Se non possiamo conoscere il “noumeno politico”, un buon modo per far emergere la verità è attraverso il collasso dell’universo del possibile verso un’unica realtà. Non è la stessa cosa dire “2+2=4”, un altro esempio di qualcosa di totalmente a priori, che dire “i migranti portano criminalità”. Quest’ultimo non è né universale né necessario.
Il lato oscuro e sinistro del potere
Si potrebbe pensare che le istituzioni statali negli Stati Uniti siano molto protocollari e dotate di difese contro la corruzione. Che lo Stato sia lì per servire i suoi cittadini per definizione.
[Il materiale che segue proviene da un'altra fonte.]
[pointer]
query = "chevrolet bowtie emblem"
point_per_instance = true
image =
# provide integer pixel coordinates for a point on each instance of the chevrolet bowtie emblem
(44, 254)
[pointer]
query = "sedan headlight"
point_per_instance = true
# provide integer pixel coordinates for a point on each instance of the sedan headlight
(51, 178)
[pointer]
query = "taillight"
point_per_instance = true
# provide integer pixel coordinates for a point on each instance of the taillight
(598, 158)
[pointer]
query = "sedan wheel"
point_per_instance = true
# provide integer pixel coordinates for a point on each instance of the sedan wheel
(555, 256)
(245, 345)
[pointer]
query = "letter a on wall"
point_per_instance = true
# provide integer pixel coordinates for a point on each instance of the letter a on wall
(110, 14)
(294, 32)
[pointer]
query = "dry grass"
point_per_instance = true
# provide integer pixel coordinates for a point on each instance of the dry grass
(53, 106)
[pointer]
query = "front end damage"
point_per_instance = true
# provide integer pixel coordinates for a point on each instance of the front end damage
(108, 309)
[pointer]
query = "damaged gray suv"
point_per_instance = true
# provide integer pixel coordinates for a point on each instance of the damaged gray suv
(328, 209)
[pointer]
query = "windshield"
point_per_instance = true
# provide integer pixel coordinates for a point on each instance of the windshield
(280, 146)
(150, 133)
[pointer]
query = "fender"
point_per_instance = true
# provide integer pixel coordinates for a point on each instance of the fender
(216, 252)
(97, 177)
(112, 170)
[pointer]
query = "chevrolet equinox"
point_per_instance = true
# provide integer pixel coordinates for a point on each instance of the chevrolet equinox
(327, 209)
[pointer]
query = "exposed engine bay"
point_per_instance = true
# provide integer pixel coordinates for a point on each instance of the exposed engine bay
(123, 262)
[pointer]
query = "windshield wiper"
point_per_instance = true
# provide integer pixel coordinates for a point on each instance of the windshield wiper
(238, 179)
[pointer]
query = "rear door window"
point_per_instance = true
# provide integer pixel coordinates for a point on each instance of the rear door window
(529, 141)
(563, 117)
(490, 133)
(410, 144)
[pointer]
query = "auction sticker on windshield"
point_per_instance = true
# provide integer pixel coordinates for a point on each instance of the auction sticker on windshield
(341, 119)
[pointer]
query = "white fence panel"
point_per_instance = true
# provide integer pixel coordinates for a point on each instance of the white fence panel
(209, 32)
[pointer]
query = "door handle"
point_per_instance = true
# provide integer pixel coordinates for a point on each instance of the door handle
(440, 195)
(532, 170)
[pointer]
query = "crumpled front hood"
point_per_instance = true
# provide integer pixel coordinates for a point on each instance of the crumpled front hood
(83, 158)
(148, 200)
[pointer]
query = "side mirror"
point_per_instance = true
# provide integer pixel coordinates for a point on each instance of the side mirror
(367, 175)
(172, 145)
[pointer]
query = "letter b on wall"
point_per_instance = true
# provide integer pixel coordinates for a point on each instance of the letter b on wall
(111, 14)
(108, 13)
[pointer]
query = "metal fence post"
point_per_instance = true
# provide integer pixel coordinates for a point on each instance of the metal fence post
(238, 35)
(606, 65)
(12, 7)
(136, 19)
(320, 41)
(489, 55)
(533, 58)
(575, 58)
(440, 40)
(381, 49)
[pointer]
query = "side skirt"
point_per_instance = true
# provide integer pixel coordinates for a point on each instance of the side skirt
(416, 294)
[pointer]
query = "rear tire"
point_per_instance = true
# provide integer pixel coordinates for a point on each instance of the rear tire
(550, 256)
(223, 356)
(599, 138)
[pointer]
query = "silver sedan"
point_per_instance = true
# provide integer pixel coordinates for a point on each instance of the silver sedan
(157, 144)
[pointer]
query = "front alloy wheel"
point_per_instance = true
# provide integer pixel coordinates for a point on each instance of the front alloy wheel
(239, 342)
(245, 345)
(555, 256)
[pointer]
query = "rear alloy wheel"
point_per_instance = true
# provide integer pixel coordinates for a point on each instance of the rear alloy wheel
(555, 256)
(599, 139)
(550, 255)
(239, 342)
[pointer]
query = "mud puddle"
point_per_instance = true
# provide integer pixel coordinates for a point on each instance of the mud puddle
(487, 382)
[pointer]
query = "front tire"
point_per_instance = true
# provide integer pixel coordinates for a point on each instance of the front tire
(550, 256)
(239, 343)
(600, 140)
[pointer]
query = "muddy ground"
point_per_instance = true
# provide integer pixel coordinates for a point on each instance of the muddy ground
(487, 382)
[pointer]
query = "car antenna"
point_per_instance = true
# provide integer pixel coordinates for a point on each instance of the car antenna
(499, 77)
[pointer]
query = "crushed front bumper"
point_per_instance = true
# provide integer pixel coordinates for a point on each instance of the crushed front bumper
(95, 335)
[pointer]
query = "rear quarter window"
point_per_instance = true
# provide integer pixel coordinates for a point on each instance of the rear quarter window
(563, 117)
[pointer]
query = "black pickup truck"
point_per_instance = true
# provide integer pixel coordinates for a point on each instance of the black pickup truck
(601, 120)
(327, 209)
Ricordiamo che non conosciamo la “cosa in sé”. E poi, ecco che arriva il caso di Jeffrey Epstein, un miliardario che era un trafficante sessuale e abusava di minori.
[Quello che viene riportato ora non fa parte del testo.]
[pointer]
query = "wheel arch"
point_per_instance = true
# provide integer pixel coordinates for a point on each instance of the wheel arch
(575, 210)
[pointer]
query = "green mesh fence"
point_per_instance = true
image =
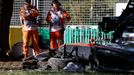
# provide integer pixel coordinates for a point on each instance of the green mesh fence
(79, 35)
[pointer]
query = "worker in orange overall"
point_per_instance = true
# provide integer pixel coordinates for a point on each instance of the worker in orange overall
(28, 15)
(56, 17)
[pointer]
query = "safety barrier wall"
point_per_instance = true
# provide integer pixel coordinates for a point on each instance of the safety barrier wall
(73, 34)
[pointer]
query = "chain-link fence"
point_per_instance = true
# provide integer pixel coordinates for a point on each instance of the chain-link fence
(83, 12)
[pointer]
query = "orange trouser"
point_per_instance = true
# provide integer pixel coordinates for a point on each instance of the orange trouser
(54, 37)
(27, 34)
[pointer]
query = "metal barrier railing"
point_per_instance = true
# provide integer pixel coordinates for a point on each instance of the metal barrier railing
(79, 35)
(83, 35)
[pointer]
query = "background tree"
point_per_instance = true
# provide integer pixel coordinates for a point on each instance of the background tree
(6, 8)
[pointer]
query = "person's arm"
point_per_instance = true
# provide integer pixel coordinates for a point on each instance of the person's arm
(23, 14)
(66, 15)
(48, 18)
(35, 13)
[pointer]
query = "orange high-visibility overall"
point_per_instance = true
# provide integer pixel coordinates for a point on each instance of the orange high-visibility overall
(29, 29)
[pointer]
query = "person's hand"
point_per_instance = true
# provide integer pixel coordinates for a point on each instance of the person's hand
(55, 20)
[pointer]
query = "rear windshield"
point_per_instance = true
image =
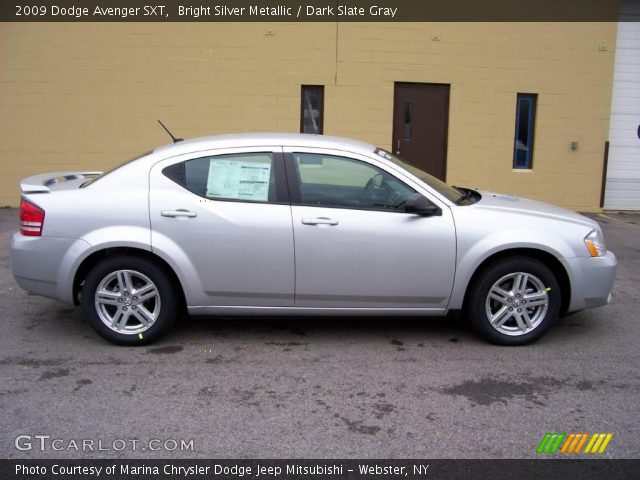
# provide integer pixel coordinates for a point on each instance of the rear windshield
(104, 174)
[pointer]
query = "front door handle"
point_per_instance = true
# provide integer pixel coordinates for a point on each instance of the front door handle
(319, 221)
(181, 212)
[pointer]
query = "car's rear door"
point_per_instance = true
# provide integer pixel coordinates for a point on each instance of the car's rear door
(354, 245)
(222, 219)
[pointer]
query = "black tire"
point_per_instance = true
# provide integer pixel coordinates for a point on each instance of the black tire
(140, 270)
(539, 278)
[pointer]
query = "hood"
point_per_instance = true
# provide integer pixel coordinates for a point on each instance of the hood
(512, 204)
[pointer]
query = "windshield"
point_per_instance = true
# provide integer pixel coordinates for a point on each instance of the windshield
(447, 191)
(90, 181)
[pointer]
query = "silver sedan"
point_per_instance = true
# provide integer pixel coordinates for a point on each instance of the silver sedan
(281, 224)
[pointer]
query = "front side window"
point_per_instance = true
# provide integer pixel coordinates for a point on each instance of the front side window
(525, 122)
(248, 177)
(332, 181)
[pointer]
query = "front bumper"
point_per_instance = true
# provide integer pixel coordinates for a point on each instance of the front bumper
(591, 280)
(44, 265)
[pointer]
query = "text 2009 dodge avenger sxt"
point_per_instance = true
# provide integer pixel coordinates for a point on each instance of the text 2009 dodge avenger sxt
(278, 224)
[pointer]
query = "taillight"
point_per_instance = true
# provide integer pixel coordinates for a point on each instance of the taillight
(31, 219)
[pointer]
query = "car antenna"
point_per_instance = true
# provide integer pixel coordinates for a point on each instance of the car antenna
(175, 140)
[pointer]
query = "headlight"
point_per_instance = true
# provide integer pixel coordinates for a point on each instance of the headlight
(595, 244)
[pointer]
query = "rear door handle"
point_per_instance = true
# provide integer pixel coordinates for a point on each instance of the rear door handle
(319, 221)
(178, 213)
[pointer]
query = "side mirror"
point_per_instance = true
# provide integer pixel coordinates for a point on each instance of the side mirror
(419, 205)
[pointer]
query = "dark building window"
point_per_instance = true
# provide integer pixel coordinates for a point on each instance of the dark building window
(525, 124)
(312, 109)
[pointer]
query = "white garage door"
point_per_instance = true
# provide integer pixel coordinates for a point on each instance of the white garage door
(623, 171)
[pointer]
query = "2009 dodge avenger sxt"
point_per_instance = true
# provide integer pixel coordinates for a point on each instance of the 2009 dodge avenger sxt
(280, 224)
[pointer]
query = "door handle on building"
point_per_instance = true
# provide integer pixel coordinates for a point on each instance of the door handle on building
(319, 221)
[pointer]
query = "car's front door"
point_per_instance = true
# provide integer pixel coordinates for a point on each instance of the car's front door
(355, 247)
(223, 220)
Questo criminale aveva legami con persone ricche e potenti, come Donald Trump e Bill Clinton, così come Bill Gates, Les Wexner (presidente della Victoria’s Secret) e molti altri. E colpisce il fatto che la sua attività sia durata a lungo, nonostante fosse stato condannato nel 2007 con un accordo eccessivamente favorevole per Epstein.
L’ipotesi più forte è quella di una cospirazione in cui c’era una rete di contatti di Epstein che faceva loro favori e li portava nelle sue numerose proprietà, per poi ricattarli utilizzando informazioni compromettenti di natura sessuale e illegale. E, cosa ancora peggiore, era presumibilmente un agente dei servizi segreti, secondo quanto dichiarato durante l’udienza di conferma al Senato da Alexander Acosta, che è stato segretario del Lavoro con Trump nella prima amministrazione.
“Mi hanno detto che era dei servizi segreti e di lasciar perdere” è stata la sua risposta quando gli è stato chiesto perché, essendo procuratore dello Stato a Miami, avesse offerto una condanna così clemente a Epstein, data la gravità dei crimini e l’enorme quantità di prove. Questo è riportato in un articolo del Daily Beast firmato dalla giornalista Vicky Ward, che ha indagato su Epstein dal 2002. Ward cita una fonte informata del team di transizione di Trump che ha intervistato Acosta sul caso.
La conferma di Acosta risale al 2017. Il suo accordo con Epstein risale al 2007. E ad oggi non abbiamo più trasparenza, nonostante le minacce di Trump e del suo team. Questo smonta l’idea di uno Stato benigno e mostra piuttosto il volto del potere, dei potenti e di ciò di cui sono capaci.
Critica contro cinismo
Non c’è bisogno di diventare cinici e amareggiati. Si tratta solo di capire che non si deve credere ciecamente a nessuno. Nemmeno a coloro che condividono le proprie idee politiche. Anche il cinismo adotta pregiudizi mascherati da giudizi a priori.
Direbbero “è impossibile una cultura politica diversa”. Quando in realtà questo non è un dato di fatto. Il trucco sta nel verificare e misurare, e nell’introdurre le variabili adeguate nell’esperimento.